FTP sweeps beyond elections by expanding regulation of “electioneering communication” to include any communication that mentions a federal official, even if only to urge support for a policy, not influence an election. Unsatisfied with their advantages in the mainstream media, Democrats aim to impede alternative forms of advocacy, especially by requiring disclosure of even small-dollar donors to organizations involved only in issue advocacy, not elections. This is sinister, given the ferocious vindictiveness of today’s virtual mobs that hound people associated with controversial causes. Soon, the Supreme Court might issue a ruling strengthening its defense of the First Amendment right to speak anonymously. (In 2020, Joe Biden’s allies spent six times the amount of contributions from anonymous donors — what Democrats tendentiously call “dark money” — that Donald Trump’s campaign received.)

The parties should insist that presidential candidates make public 10 years of their tax returns. But by making this a legal requirement, FTP would add a new qualification for the presidential office. In 1995, the Supreme Court, striking down a state law imposing term limits on Arkansas’s national legislators, held that the Constitution sets the maximum, not a minimum, of qualifications. Neither Congress nor state legislatures can augment them.

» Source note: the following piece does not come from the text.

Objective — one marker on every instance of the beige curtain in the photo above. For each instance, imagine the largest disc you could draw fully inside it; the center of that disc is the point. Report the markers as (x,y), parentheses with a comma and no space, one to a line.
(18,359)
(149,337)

FTP would compel states to count mail ballots received 10 days after the election, on the infantilizing assumption that voters cannot be expected to meet an Election Day deadline. Also, FTP would give voters 10 additional days to correct mistakes on mailed ballots, further prolonging possible uncertainty about elections outcomes. Nationally, 73% of 2020 voters cast their ballots before Election Day. Almost 44% of Florida ballots were cast by mail, yet the state tabulation was completed on election night, which should be a national norm.

Although 43 states and the District of Columbia allow early voting for between four and 45 days, Democrats propose to give federal government employees, a significant component of their party’s base, paid Election Days off at an estimated cost of $800 million every two years. Although New Hampshire has no mail-in voting, and requires voter IDs and in-person voter registration, it has been among the top five states in voter turnout in the five previous presidential elections. Actually, a modicum of inconvenience is a civic benefit if, by drawing voters together in public places on a solemn day central to the national liturgy, election arrangements emphasize that more than just private considerations are at stake.

For generations, there has been judicial enforcement of constitutional and statutory protections of voting rights. And in 2020, the states rose to the challenge of conducting elections compatible with pandemic-related public health protocols. And as Democrats rightly insist, the voting, which shattered turnout records, was without significant malfeasance. So, why 800-plus pages of revisions to electoral procedures and political practices? See above — the first sentence of the second paragraph.

FTP reflects an appetite for constitutional vandalism that was displayed seven years ago when 54 members of the Democratic Senate caucus voted to amend the First Amendment to empower Congress to regulate the quantity, content and timing of campaign speech. They thereby implicitly acknowledged that the amendment (“Congress shall make no law . . . abridging the freedom of speech”) is, by its text, and Supreme Court rulings, incompatible with their desire to strictly control campaign spending, all of which directly or indirectly funds political advocacy.

Unable to alter the Constitution, Democrats now propose, with FTP, to ignore it. In the unlikely event that the For the People Act is passed, the Supreme Court will have multiple occasions for reacquainting its authors with what they ignored.